Warta Kota Srindit: MTQ Tingkat Desa Batu Gajah digelar. Pembukaan acara tersebut dilaksanakan pada Selasa malam pada 11 Juni 2019 bertempat di gedung pertemuan Desa Batu Gajah. Kegiatan MTQ ini berlangsung selama 5 hari dari tanggal 11 s/d 15  Juni 2019. MTQ kali ini akan mempertandingkan cabang Tilawah danTartil. Slain 2 cabang tersebut yg di perlombakan, pihak panitia juga menambahkan cabang lainnya, diantaranya lomba shalat, bacaan ayat-ayat pendek, bacaan Surah Al-Fatikhah dan lomba Ayat-ayat Pilihan. Hal tersebut disampaikan oleh ketua panitia Thamrin, dalam laporan pelaksanaan STQ Tingkat Desa Batu Gajah pada acara pembukaan acara tersebut.

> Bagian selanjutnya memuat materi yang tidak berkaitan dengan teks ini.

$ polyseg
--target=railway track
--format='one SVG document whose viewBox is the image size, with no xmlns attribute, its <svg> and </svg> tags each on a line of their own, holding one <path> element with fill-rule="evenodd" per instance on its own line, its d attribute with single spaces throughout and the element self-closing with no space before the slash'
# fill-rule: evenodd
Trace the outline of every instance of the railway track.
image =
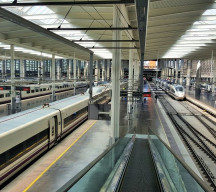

Selain melaporkan cabang yg dipertandingkan, Thamrin yang juga Sekretaris Desa Batu Gajah itu, menyampaikan bahwa jumlah perseta yang mengikuti perlombaan berjumlah 158 orang.

“Mudah-mudahan acara ini akan berjalan lancar, sebagaimana yang diharapkan”, ungkap  Thamrin ketika mengakhir laporannya.

Dibagian lain, kepala Desa Batu Gajah, Bakhtiar menyebutkan bahwa kegiatan MTQ ini digelar guna mempersiapkan Qori dan Qoriah dari desanya untuk mengikuti MTQ tingkat kecamatan yang berlangsung pada akhir tahun 2019 ini.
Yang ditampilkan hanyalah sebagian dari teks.